1.4. PREUSSISCHES WESTFALEN
1.4.2. Fürstentum Minden
1.4.2.2. Stifte und Klöster
Kollegiatstift St. Johannis, Minden
Kollegiatstift St. Johannis, Minden / Akten
D 353, Kollegiatstift St. Johannis, Minden - Akten
Permalink des Findbuchs


Signatur : D 353

Name : Kollegiatstift St. Johannis, Minden

Beschreibung :

Einleitung :

Stiftsgeschichte

Das Kollegiatstift St. Johannis und die gleichnahmige Kirche wurden um das Jahr 1200 gegründet. file://fn@02 01 Nach der Durchsetzung der Reformation in Minden wurde in der Kirche der evangelische Gottesdienst eingeführt. 1548 erhielten die Kanoniker, die mit dem Domkapitel und anderen Stiften einen Prozeß gegen die Stadt geführt hatten, die Stiftskirche zurück. 1796-1801 benutzte die preußische Armee das Kirchenschiff als Getreidemagazin, seit 1824 als Landwehrzeughaus. Im Jahre 1810 wurde das Stift von der Regierung des Königreichs Westphalen aufgelöst.

Anfangs bestand das Kapitel aus einem Propst, einem Dechant, 6 Major-, 2 Mediomajor- und 2 Minorpräbenden. Als Brandenburg 1648 die Landesherrschaft erlangte, beanspruchte der Kurfürst ein Viertel aller Präbenden, die sogenannte Quarte, und war an der Vergabe der Präbenden beteiligt. Seitdem waren nur noch 4 volle und und eine halbe Majorpräbende vorhanden. Bei der Auflösung des Stifts bestanden neben der Propstei 4 Major-, eine Mediomajor- und 2 Minorpräbenden. Daneben gab es noch 3 Vikarien.

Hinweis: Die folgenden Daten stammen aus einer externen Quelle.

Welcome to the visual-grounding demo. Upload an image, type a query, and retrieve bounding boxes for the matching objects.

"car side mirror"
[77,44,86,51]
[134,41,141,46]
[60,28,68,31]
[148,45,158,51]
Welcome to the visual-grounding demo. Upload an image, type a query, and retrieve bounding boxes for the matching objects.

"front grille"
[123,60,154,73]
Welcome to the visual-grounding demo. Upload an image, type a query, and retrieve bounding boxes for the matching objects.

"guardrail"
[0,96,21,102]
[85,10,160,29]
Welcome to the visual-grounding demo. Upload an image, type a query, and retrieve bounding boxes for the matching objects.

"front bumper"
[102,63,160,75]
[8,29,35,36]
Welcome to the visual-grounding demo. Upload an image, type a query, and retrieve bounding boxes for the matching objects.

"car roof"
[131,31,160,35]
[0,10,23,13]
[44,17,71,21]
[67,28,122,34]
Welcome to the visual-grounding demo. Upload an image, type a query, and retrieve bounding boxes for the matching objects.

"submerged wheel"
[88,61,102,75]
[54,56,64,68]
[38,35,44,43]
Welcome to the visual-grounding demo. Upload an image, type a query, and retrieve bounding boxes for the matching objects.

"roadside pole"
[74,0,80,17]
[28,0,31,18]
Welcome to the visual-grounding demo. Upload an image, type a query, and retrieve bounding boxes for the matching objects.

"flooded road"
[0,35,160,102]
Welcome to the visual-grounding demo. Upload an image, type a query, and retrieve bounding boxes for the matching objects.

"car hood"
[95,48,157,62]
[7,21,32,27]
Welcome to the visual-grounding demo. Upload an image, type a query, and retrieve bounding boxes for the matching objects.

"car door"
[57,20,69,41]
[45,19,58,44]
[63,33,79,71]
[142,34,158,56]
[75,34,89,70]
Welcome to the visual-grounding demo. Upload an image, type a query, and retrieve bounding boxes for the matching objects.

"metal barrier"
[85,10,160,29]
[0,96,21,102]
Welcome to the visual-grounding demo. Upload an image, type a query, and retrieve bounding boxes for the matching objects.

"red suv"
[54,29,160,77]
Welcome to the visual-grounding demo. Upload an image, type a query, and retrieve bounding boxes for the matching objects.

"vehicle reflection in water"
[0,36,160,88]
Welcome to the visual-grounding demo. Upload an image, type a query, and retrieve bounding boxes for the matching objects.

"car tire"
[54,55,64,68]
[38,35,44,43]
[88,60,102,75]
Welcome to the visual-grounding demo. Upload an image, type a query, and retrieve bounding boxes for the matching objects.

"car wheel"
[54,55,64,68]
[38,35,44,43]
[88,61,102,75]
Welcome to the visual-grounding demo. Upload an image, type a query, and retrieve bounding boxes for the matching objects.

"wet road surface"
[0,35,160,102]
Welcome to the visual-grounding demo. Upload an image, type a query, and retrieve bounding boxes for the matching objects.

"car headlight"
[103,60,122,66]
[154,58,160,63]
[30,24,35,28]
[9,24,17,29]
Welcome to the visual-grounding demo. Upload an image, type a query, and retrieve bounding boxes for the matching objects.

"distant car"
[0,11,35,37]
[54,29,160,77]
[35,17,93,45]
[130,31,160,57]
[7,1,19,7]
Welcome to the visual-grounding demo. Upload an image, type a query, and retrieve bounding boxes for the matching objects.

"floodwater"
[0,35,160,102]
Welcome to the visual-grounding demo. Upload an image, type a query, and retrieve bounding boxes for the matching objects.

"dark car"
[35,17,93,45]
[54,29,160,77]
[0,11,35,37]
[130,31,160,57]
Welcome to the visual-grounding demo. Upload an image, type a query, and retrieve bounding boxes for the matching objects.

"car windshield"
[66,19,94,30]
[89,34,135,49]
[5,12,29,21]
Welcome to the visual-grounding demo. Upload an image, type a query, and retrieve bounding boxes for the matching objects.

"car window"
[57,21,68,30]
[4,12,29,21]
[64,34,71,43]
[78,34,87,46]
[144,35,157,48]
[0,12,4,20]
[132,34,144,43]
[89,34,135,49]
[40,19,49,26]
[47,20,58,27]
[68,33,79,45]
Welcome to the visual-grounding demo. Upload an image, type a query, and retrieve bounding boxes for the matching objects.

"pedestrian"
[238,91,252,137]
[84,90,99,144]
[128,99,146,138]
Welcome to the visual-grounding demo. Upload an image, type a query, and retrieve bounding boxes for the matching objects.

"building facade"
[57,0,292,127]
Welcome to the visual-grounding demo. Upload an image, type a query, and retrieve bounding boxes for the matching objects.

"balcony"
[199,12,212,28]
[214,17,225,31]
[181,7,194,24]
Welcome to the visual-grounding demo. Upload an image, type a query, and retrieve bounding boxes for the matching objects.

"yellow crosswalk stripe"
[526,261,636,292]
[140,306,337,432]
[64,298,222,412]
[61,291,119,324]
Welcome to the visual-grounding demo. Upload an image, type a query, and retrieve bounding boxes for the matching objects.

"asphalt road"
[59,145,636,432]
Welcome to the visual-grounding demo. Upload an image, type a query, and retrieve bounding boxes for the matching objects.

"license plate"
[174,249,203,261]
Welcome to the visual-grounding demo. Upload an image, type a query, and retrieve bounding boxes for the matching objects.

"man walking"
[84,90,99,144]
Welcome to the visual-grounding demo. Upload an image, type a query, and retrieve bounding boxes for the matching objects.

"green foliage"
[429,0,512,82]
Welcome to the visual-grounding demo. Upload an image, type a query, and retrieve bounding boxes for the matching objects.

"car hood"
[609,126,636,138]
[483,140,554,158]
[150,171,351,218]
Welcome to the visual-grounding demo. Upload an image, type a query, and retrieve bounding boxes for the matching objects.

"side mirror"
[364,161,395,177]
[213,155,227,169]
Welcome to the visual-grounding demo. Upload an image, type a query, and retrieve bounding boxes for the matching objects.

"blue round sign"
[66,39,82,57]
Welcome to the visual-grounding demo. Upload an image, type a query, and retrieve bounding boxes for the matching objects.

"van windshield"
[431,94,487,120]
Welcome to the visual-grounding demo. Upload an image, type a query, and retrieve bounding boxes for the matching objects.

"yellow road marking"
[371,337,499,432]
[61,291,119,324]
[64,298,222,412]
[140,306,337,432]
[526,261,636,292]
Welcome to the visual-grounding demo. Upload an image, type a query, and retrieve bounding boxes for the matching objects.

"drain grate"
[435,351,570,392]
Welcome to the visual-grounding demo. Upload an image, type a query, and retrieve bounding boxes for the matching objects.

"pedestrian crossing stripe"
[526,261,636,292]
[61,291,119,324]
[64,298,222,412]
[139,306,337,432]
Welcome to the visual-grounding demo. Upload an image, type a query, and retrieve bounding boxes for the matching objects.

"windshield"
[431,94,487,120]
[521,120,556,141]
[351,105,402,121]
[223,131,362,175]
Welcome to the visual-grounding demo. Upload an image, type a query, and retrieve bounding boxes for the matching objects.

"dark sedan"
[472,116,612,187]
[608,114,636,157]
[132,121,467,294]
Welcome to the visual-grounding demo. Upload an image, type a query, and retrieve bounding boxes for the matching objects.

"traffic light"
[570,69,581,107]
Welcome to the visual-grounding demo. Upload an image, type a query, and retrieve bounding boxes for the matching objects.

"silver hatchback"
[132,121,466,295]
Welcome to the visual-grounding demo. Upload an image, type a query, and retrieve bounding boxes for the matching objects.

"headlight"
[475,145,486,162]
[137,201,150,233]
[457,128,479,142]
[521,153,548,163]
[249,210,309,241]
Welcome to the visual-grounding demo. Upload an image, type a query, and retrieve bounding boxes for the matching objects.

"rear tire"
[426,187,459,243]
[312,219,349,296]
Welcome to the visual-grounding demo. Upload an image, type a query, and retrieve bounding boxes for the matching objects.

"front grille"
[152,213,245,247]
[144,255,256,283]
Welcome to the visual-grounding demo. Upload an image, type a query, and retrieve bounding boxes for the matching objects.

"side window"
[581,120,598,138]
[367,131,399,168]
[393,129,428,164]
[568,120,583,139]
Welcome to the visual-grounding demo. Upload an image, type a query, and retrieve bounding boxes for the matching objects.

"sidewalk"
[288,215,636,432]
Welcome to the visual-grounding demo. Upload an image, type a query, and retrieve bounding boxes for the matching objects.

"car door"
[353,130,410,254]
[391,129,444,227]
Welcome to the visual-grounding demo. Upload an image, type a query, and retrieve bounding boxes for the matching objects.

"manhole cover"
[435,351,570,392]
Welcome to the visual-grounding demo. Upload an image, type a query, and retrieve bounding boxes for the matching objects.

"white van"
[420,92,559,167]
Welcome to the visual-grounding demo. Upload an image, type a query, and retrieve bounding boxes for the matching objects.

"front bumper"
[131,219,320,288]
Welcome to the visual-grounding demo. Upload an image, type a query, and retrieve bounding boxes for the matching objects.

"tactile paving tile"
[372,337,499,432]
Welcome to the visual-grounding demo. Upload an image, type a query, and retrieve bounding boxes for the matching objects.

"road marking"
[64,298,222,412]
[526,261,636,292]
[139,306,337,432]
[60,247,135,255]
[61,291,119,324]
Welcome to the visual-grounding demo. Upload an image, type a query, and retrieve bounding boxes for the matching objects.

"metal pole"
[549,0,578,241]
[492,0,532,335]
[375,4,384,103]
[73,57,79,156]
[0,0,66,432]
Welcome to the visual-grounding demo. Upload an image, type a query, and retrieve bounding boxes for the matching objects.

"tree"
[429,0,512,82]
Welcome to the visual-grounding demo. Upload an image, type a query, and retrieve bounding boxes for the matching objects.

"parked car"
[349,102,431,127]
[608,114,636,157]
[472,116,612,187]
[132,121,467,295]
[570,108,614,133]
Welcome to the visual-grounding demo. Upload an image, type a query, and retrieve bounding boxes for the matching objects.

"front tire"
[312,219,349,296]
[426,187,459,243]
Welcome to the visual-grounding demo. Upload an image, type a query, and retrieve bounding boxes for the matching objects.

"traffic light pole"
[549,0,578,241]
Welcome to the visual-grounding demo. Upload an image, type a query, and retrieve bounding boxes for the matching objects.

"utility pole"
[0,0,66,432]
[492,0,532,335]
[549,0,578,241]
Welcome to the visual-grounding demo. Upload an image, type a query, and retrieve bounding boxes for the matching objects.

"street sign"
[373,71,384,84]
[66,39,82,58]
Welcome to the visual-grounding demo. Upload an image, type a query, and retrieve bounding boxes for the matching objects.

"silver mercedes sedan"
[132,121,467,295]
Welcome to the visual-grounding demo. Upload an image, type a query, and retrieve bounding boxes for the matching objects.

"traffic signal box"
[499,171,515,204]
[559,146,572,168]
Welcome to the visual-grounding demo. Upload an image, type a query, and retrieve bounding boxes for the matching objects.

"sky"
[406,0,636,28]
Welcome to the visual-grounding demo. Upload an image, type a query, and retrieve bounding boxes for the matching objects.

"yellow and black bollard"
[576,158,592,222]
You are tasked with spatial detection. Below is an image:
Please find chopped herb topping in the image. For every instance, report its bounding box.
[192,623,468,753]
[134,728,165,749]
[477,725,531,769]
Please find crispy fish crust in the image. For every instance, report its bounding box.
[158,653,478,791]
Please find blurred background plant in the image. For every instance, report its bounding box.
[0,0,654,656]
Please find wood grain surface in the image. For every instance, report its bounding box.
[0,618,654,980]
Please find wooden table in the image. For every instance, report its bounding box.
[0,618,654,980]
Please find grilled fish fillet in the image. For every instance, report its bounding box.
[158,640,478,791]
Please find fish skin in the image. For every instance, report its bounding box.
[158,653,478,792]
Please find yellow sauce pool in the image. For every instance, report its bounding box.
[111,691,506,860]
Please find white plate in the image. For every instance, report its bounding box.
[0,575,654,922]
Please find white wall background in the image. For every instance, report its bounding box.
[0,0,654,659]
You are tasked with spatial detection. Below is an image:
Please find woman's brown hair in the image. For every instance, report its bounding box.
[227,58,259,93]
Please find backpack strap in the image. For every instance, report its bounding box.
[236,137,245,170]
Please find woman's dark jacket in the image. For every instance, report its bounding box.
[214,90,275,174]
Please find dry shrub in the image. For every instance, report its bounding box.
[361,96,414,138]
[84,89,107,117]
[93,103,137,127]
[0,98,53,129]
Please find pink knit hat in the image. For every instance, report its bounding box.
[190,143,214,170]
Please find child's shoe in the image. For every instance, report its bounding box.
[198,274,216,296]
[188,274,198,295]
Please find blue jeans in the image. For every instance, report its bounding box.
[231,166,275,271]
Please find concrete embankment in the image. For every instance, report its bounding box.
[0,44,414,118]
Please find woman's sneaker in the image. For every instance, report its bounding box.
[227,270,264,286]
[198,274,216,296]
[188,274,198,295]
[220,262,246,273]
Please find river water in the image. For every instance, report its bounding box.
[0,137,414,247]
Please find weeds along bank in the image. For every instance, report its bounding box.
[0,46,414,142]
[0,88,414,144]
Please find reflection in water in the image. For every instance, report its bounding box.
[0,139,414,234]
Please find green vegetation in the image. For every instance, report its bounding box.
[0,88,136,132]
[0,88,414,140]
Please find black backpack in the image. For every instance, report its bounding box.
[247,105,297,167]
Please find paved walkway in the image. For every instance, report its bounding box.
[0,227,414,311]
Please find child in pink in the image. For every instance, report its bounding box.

Die Einkünfte des Stifts bestanden aus Mieteinnahmen aus Kurien, aus Pachtzahlungen für Gärten, Zinsen für Kapitalien und Zehnteinnahmen. Der vorhandene Aktenbestand umfaßt zum großen Teil detaillierte Verzeichnisse über Einnahmen und Ausgaben des Stifts.

Bestandsgeschichte

Die Unterlagen über Einkünfte und Besitz wurden 1810 an die westphälische Regierung übergeben, bis dahin befand sich das Archiv in der Stiftskirche. 1811 waren sie im Besitz des Kaiserreichs Frankreich. Nach 1813 übernahm die preußische Regierung Teile des Archivs. Seit 1815 befand es sich im Mindener Regierungsarchiv und war spätestens seit 1827 geordnet und verzeichnet. 1852 gelangte es in das Staatsarchiv Münster. Weitere Archivalien des Stifts befinden sich im Staatsarchiv Detmold und im Kommunalarchiv Minden.

Der Bestand ”Kollegiatstift St. Johannis Minden - Akten“ wurde von Herrn Thomas Johannes Diembach im November 2004 neu verzeichnet und von Thomas Reich 2005 revidiert, indiziert und klassifiziert.

Ergänzungsüberlieferung im StAMS

Msc. VII 2702, 2703: Kopiar 13. Jh.

Urkundenabschriften

Archivinventar in Msc.

Literatur

Hans Nordsiek, Minden - Kollegiatstift St. Johannis, in: Westfälisches Klosterbuch. Lexikon der vor 1815 errichteten Stifte und Klöster von ihrer Gründung bis zur Aufhebung, Teil 1, Münster 1992, S. 624-629.

Zitierweise

LAV NRW W, Kollegiatstift St. Johannis, Minden-Akten Nr. xy

Münster, im November 2005Dr. Thomas Reich

Umfang : 80 Akten (9 Kartons), Findbuch D 353 mit Index.

Verweise :

Hans Nordsiek, Minden - Kollegiatstift St. Johannis, in: Westfälisches Klosterbuch. Lexikon der vor 1815 errichteten Stifte und Klöster von ihrer Gründung bis zur Aufhebung, Teil 1, Münster 1992, S. 624-629.